Since 1996, Browne moved to Florida, where he has pastored a church called The River. He continues his ministry in that capacity, associating with the best-known word faith teachers, such as Benny Hinn and Paula White. He is also known for his association and support for President Donald Trump, as well as his prophecy that there are those in the United States government who are planning a physical attack on the president.
But last week, Browne was again in the news. He had a large “WARNING” sign put onto his church. In large letters, the sign said, “Welcome to the River at Tampa Bay Church. Right of admission reserved. This is private property. Please know this is not a gun-free zone. Any attempt will be dealt with deadly force.”
One of the pastors of the church confirmed that not only are there armed guards in the services, but that the parishioners also carry concealed weapons are and ready to use them. Associate Pastor Allen Hawes asked, “Would I rather ruffle feathers, or do I want to count bodies?”
I suspect the use of trained guards in larger churches is a far more common than a great many of us suspect. Larger churches have long had threats against them. Although we never had an armed protection, I do remember getting bodily threats as a pastor on odd occasions – one in which we called the police, and on another I merely preached, placing myself in God’s hands.
I would not condemn the leadership of a church for hiring security to protect their parishioners. One might argue that this is providing protection to those who come. That is not the point I wish to address. The point is the encouraging of regular worshipers in a church to be ready to use deadly force at the sign of trouble. The point is that church becomes an armed camp rather than the place of redeeming love.

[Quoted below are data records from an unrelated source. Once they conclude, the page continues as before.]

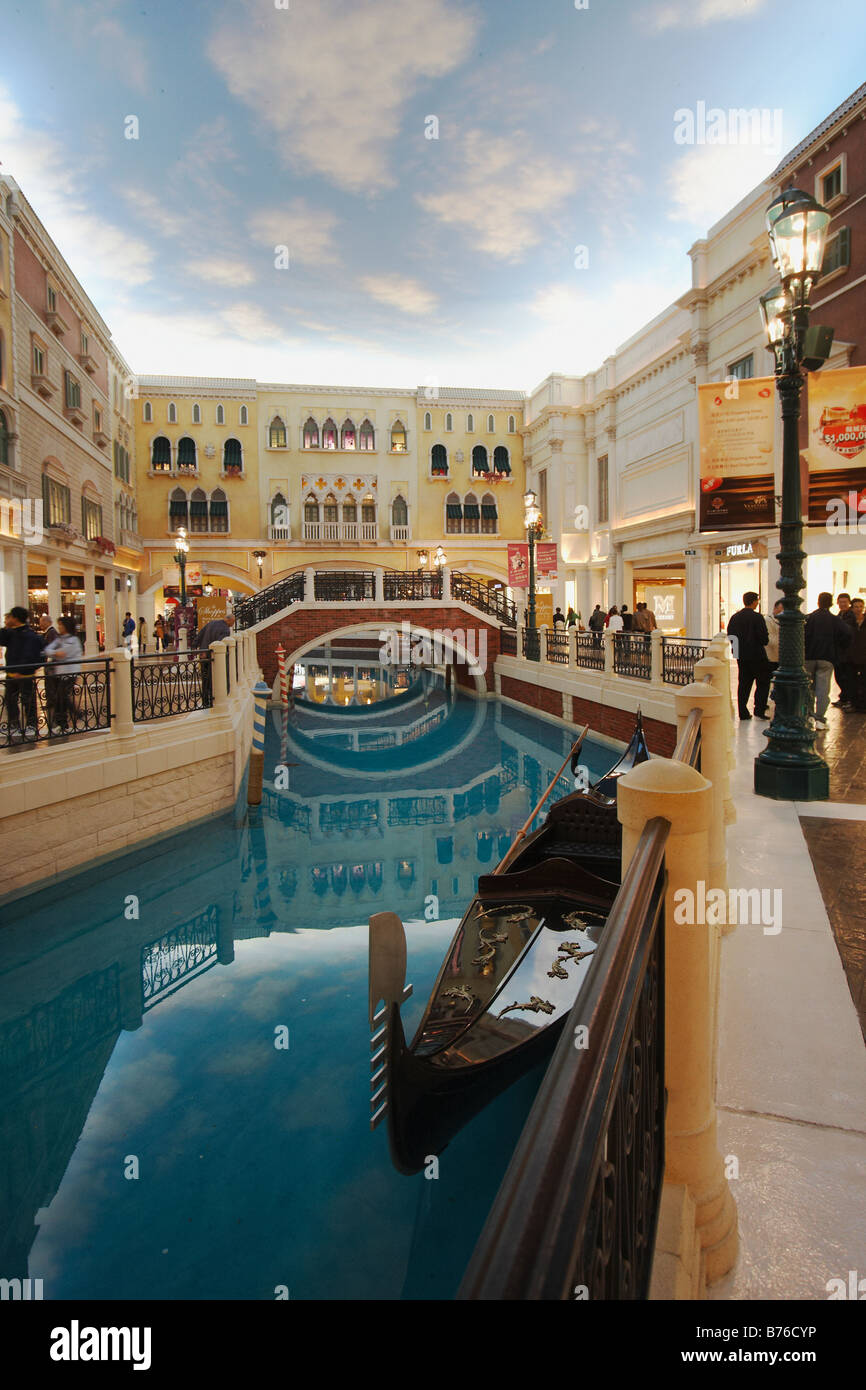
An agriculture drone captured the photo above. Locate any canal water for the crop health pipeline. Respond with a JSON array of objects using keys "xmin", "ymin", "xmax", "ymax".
[{"xmin": 0, "ymin": 691, "xmax": 612, "ymax": 1300}]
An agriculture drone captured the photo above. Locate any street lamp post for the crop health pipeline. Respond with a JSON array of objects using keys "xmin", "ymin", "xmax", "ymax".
[
  {"xmin": 755, "ymin": 189, "xmax": 833, "ymax": 801},
  {"xmin": 174, "ymin": 525, "xmax": 189, "ymax": 607},
  {"xmin": 523, "ymin": 491, "xmax": 544, "ymax": 662}
]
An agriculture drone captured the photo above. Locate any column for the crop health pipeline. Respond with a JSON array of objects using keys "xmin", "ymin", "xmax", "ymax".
[
  {"xmin": 47, "ymin": 555, "xmax": 63, "ymax": 623},
  {"xmin": 83, "ymin": 564, "xmax": 99, "ymax": 656},
  {"xmin": 617, "ymin": 758, "xmax": 737, "ymax": 1283}
]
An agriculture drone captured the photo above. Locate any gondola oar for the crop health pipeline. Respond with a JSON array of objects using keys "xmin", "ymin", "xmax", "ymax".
[{"xmin": 493, "ymin": 724, "xmax": 589, "ymax": 876}]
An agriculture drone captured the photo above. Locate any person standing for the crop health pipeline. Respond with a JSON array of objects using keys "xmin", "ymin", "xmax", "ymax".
[
  {"xmin": 727, "ymin": 589, "xmax": 770, "ymax": 719},
  {"xmin": 0, "ymin": 607, "xmax": 42, "ymax": 744},
  {"xmin": 842, "ymin": 599, "xmax": 866, "ymax": 713},
  {"xmin": 44, "ymin": 617, "xmax": 85, "ymax": 734},
  {"xmin": 803, "ymin": 594, "xmax": 851, "ymax": 728}
]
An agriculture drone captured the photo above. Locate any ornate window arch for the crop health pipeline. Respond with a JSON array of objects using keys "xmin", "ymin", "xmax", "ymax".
[{"xmin": 430, "ymin": 443, "xmax": 448, "ymax": 478}]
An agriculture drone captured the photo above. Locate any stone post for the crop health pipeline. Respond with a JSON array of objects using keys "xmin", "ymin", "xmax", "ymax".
[
  {"xmin": 649, "ymin": 628, "xmax": 664, "ymax": 685},
  {"xmin": 617, "ymin": 758, "xmax": 737, "ymax": 1283}
]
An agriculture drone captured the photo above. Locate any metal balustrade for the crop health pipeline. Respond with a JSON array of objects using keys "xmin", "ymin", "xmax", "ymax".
[
  {"xmin": 0, "ymin": 656, "xmax": 111, "ymax": 748},
  {"xmin": 613, "ymin": 632, "xmax": 652, "ymax": 681},
  {"xmin": 131, "ymin": 648, "xmax": 214, "ymax": 723}
]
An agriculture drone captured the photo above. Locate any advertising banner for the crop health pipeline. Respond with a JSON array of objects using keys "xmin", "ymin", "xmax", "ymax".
[
  {"xmin": 698, "ymin": 377, "xmax": 776, "ymax": 531},
  {"xmin": 806, "ymin": 367, "xmax": 866, "ymax": 525},
  {"xmin": 509, "ymin": 541, "xmax": 530, "ymax": 589}
]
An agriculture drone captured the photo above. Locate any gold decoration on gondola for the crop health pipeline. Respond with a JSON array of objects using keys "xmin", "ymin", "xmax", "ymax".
[{"xmin": 499, "ymin": 994, "xmax": 556, "ymax": 1019}]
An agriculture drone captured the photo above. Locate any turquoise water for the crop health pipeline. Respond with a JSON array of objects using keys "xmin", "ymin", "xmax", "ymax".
[{"xmin": 0, "ymin": 698, "xmax": 612, "ymax": 1300}]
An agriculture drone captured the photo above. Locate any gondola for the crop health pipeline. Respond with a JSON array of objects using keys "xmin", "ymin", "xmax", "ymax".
[{"xmin": 370, "ymin": 719, "xmax": 648, "ymax": 1173}]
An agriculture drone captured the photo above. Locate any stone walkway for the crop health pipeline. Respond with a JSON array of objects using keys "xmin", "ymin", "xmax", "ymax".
[{"xmin": 709, "ymin": 709, "xmax": 866, "ymax": 1300}]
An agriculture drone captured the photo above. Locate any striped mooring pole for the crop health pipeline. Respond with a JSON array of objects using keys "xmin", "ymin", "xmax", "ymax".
[
  {"xmin": 246, "ymin": 681, "xmax": 271, "ymax": 806},
  {"xmin": 277, "ymin": 642, "xmax": 289, "ymax": 709}
]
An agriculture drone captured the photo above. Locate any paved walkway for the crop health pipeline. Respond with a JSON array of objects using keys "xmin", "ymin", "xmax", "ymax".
[{"xmin": 709, "ymin": 709, "xmax": 866, "ymax": 1300}]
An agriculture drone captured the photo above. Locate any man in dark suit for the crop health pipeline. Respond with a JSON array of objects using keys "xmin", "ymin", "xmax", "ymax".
[{"xmin": 727, "ymin": 589, "xmax": 770, "ymax": 719}]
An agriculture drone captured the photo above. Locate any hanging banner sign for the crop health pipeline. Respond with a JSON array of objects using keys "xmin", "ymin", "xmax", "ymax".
[
  {"xmin": 535, "ymin": 541, "xmax": 559, "ymax": 580},
  {"xmin": 805, "ymin": 367, "xmax": 866, "ymax": 528},
  {"xmin": 509, "ymin": 541, "xmax": 530, "ymax": 589}
]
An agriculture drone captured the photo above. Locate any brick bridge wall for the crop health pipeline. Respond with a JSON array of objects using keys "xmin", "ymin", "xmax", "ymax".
[{"xmin": 256, "ymin": 603, "xmax": 499, "ymax": 691}]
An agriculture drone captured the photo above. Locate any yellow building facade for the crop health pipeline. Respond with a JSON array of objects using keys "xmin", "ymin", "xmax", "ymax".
[{"xmin": 135, "ymin": 377, "xmax": 524, "ymax": 624}]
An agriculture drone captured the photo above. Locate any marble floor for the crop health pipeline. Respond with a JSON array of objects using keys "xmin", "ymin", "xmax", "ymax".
[{"xmin": 708, "ymin": 709, "xmax": 866, "ymax": 1300}]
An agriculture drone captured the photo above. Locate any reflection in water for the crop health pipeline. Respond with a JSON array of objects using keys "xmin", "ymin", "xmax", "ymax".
[{"xmin": 0, "ymin": 698, "xmax": 609, "ymax": 1298}]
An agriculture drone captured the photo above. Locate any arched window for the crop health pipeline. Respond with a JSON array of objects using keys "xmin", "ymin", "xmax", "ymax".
[
  {"xmin": 210, "ymin": 488, "xmax": 228, "ymax": 531},
  {"xmin": 271, "ymin": 492, "xmax": 289, "ymax": 530},
  {"xmin": 178, "ymin": 435, "xmax": 196, "ymax": 473},
  {"xmin": 268, "ymin": 416, "xmax": 287, "ymax": 449},
  {"xmin": 168, "ymin": 488, "xmax": 189, "ymax": 531},
  {"xmin": 222, "ymin": 439, "xmax": 243, "ymax": 474},
  {"xmin": 481, "ymin": 492, "xmax": 499, "ymax": 535},
  {"xmin": 430, "ymin": 443, "xmax": 448, "ymax": 478},
  {"xmin": 150, "ymin": 435, "xmax": 171, "ymax": 473},
  {"xmin": 189, "ymin": 488, "xmax": 207, "ymax": 531}
]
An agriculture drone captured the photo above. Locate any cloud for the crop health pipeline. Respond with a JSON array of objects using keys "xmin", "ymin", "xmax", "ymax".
[
  {"xmin": 667, "ymin": 145, "xmax": 783, "ymax": 229},
  {"xmin": 416, "ymin": 129, "xmax": 577, "ymax": 261},
  {"xmin": 246, "ymin": 197, "xmax": 339, "ymax": 265},
  {"xmin": 0, "ymin": 85, "xmax": 154, "ymax": 287},
  {"xmin": 183, "ymin": 256, "xmax": 256, "ymax": 289},
  {"xmin": 361, "ymin": 275, "xmax": 436, "ymax": 314},
  {"xmin": 648, "ymin": 0, "xmax": 767, "ymax": 32},
  {"xmin": 206, "ymin": 0, "xmax": 478, "ymax": 192}
]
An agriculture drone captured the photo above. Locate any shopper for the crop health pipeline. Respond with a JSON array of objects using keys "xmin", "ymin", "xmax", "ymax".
[
  {"xmin": 44, "ymin": 617, "xmax": 85, "ymax": 734},
  {"xmin": 805, "ymin": 594, "xmax": 851, "ymax": 728},
  {"xmin": 727, "ymin": 589, "xmax": 770, "ymax": 719},
  {"xmin": 0, "ymin": 607, "xmax": 42, "ymax": 744}
]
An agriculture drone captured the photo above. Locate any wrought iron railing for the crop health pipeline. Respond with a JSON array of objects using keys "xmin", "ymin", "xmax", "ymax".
[
  {"xmin": 548, "ymin": 627, "xmax": 569, "ymax": 666},
  {"xmin": 459, "ymin": 709, "xmax": 701, "ymax": 1301},
  {"xmin": 613, "ymin": 632, "xmax": 652, "ymax": 681},
  {"xmin": 0, "ymin": 656, "xmax": 111, "ymax": 748},
  {"xmin": 574, "ymin": 632, "xmax": 605, "ymax": 671},
  {"xmin": 313, "ymin": 570, "xmax": 375, "ymax": 603},
  {"xmin": 450, "ymin": 573, "xmax": 517, "ymax": 627},
  {"xmin": 131, "ymin": 648, "xmax": 214, "ymax": 723},
  {"xmin": 384, "ymin": 571, "xmax": 442, "ymax": 603},
  {"xmin": 235, "ymin": 571, "xmax": 304, "ymax": 631},
  {"xmin": 662, "ymin": 637, "xmax": 710, "ymax": 685}
]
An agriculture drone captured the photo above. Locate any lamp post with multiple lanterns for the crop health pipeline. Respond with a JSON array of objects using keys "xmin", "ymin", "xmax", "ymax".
[
  {"xmin": 523, "ymin": 491, "xmax": 544, "ymax": 662},
  {"xmin": 755, "ymin": 188, "xmax": 833, "ymax": 801}
]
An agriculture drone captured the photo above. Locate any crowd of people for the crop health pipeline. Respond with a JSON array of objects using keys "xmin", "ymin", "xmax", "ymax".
[{"xmin": 727, "ymin": 591, "xmax": 866, "ymax": 730}]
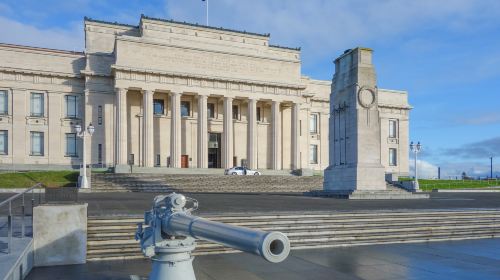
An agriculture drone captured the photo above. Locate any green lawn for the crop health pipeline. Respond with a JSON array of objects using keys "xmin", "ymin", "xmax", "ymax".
[
  {"xmin": 0, "ymin": 171, "xmax": 78, "ymax": 188},
  {"xmin": 400, "ymin": 178, "xmax": 500, "ymax": 191}
]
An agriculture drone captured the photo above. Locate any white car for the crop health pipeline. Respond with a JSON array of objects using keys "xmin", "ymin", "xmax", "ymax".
[{"xmin": 224, "ymin": 166, "xmax": 260, "ymax": 175}]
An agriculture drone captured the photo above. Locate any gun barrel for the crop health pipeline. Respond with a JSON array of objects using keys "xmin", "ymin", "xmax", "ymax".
[{"xmin": 162, "ymin": 212, "xmax": 290, "ymax": 263}]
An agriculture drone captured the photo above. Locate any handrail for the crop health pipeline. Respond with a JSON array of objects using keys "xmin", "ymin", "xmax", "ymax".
[
  {"xmin": 0, "ymin": 183, "xmax": 42, "ymax": 254},
  {"xmin": 0, "ymin": 183, "xmax": 42, "ymax": 207}
]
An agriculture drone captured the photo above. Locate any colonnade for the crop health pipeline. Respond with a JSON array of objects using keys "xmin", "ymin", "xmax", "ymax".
[{"xmin": 115, "ymin": 88, "xmax": 300, "ymax": 170}]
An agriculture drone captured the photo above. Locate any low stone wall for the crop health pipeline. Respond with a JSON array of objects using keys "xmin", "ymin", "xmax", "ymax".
[{"xmin": 33, "ymin": 203, "xmax": 87, "ymax": 266}]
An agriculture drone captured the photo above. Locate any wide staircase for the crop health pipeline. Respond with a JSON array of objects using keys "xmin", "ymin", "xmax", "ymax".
[
  {"xmin": 92, "ymin": 173, "xmax": 323, "ymax": 193},
  {"xmin": 87, "ymin": 210, "xmax": 500, "ymax": 261}
]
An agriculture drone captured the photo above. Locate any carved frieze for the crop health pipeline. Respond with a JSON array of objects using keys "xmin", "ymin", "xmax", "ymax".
[
  {"xmin": 115, "ymin": 67, "xmax": 305, "ymax": 96},
  {"xmin": 26, "ymin": 117, "xmax": 48, "ymax": 125},
  {"xmin": 0, "ymin": 115, "xmax": 12, "ymax": 124}
]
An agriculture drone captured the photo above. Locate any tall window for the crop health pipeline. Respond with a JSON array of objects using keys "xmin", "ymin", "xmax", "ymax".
[
  {"xmin": 309, "ymin": 114, "xmax": 318, "ymax": 134},
  {"xmin": 0, "ymin": 130, "xmax": 9, "ymax": 155},
  {"xmin": 97, "ymin": 105, "xmax": 102, "ymax": 125},
  {"xmin": 181, "ymin": 101, "xmax": 191, "ymax": 117},
  {"xmin": 309, "ymin": 145, "xmax": 318, "ymax": 164},
  {"xmin": 30, "ymin": 131, "xmax": 44, "ymax": 156},
  {"xmin": 389, "ymin": 148, "xmax": 398, "ymax": 166},
  {"xmin": 65, "ymin": 95, "xmax": 78, "ymax": 119},
  {"xmin": 0, "ymin": 90, "xmax": 9, "ymax": 115},
  {"xmin": 153, "ymin": 99, "xmax": 165, "ymax": 115},
  {"xmin": 30, "ymin": 92, "xmax": 44, "ymax": 117},
  {"xmin": 66, "ymin": 133, "xmax": 78, "ymax": 157},
  {"xmin": 207, "ymin": 103, "xmax": 215, "ymax": 119},
  {"xmin": 233, "ymin": 105, "xmax": 240, "ymax": 120},
  {"xmin": 389, "ymin": 120, "xmax": 398, "ymax": 138},
  {"xmin": 97, "ymin": 144, "xmax": 102, "ymax": 164}
]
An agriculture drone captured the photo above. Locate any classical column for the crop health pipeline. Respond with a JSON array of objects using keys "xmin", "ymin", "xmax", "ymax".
[
  {"xmin": 170, "ymin": 92, "xmax": 181, "ymax": 168},
  {"xmin": 115, "ymin": 88, "xmax": 128, "ymax": 165},
  {"xmin": 271, "ymin": 101, "xmax": 281, "ymax": 170},
  {"xmin": 292, "ymin": 102, "xmax": 300, "ymax": 170},
  {"xmin": 142, "ymin": 90, "xmax": 154, "ymax": 167},
  {"xmin": 197, "ymin": 95, "xmax": 208, "ymax": 168},
  {"xmin": 247, "ymin": 99, "xmax": 257, "ymax": 169},
  {"xmin": 222, "ymin": 97, "xmax": 233, "ymax": 168}
]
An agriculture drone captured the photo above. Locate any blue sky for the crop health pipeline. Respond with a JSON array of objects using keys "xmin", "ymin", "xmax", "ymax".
[{"xmin": 0, "ymin": 0, "xmax": 500, "ymax": 176}]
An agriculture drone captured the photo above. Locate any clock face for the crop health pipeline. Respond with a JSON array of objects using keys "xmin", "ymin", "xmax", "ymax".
[{"xmin": 358, "ymin": 87, "xmax": 376, "ymax": 108}]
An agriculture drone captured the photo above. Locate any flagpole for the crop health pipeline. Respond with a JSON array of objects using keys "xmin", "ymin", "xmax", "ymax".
[{"xmin": 205, "ymin": 0, "xmax": 208, "ymax": 26}]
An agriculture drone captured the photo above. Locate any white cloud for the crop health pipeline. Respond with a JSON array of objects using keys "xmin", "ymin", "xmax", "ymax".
[
  {"xmin": 457, "ymin": 112, "xmax": 500, "ymax": 125},
  {"xmin": 166, "ymin": 0, "xmax": 500, "ymax": 59},
  {"xmin": 0, "ymin": 16, "xmax": 84, "ymax": 51},
  {"xmin": 410, "ymin": 160, "xmax": 438, "ymax": 179}
]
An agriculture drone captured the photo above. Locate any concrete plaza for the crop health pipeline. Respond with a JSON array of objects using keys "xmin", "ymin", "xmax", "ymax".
[{"xmin": 27, "ymin": 239, "xmax": 500, "ymax": 280}]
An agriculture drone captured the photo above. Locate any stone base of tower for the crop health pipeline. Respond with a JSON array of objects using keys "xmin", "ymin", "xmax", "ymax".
[{"xmin": 323, "ymin": 164, "xmax": 387, "ymax": 192}]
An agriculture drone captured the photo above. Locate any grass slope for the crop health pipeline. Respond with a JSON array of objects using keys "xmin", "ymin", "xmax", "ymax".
[{"xmin": 0, "ymin": 171, "xmax": 78, "ymax": 188}]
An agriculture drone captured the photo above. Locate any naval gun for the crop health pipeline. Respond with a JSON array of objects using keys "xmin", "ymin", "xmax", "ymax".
[{"xmin": 135, "ymin": 193, "xmax": 290, "ymax": 280}]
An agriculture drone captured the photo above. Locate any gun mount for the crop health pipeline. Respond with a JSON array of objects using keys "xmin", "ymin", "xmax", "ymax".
[{"xmin": 135, "ymin": 193, "xmax": 290, "ymax": 280}]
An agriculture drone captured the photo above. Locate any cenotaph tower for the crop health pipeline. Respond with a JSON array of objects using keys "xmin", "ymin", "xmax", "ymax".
[{"xmin": 323, "ymin": 47, "xmax": 386, "ymax": 193}]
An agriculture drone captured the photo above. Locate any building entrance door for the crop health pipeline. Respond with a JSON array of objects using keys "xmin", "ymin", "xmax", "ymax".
[
  {"xmin": 208, "ymin": 133, "xmax": 221, "ymax": 168},
  {"xmin": 181, "ymin": 155, "xmax": 189, "ymax": 168}
]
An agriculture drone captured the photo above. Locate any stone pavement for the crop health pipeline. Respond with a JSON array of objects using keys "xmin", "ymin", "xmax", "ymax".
[
  {"xmin": 26, "ymin": 239, "xmax": 500, "ymax": 280},
  {"xmin": 0, "ymin": 192, "xmax": 500, "ymax": 216},
  {"xmin": 68, "ymin": 193, "xmax": 500, "ymax": 215}
]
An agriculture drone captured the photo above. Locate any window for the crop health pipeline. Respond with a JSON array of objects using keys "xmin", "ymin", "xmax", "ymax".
[
  {"xmin": 97, "ymin": 144, "xmax": 102, "ymax": 165},
  {"xmin": 30, "ymin": 131, "xmax": 44, "ymax": 156},
  {"xmin": 389, "ymin": 148, "xmax": 398, "ymax": 166},
  {"xmin": 66, "ymin": 133, "xmax": 78, "ymax": 157},
  {"xmin": 65, "ymin": 95, "xmax": 78, "ymax": 119},
  {"xmin": 97, "ymin": 105, "xmax": 102, "ymax": 125},
  {"xmin": 207, "ymin": 103, "xmax": 215, "ymax": 119},
  {"xmin": 30, "ymin": 92, "xmax": 44, "ymax": 117},
  {"xmin": 389, "ymin": 120, "xmax": 398, "ymax": 138},
  {"xmin": 153, "ymin": 99, "xmax": 165, "ymax": 115},
  {"xmin": 233, "ymin": 105, "xmax": 240, "ymax": 120},
  {"xmin": 309, "ymin": 145, "xmax": 318, "ymax": 164},
  {"xmin": 309, "ymin": 114, "xmax": 318, "ymax": 134},
  {"xmin": 0, "ymin": 130, "xmax": 9, "ymax": 155},
  {"xmin": 0, "ymin": 90, "xmax": 9, "ymax": 115},
  {"xmin": 181, "ymin": 101, "xmax": 191, "ymax": 117}
]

That brings me back to the issue of false teachers. False teachers always lack balance. They are quick to run to extremes. Browne substituted the joy of knowing Christ with the frenzied, out-of-control laughter that descended into chaos. It presented the Christian faith as a movement that had no historic biblical roots, replacing it with a hysterical emotionalism. In an era where Christian leaders need a calm, measured response to gun violence, Browne again does nothing other than take his congregation to the extremes.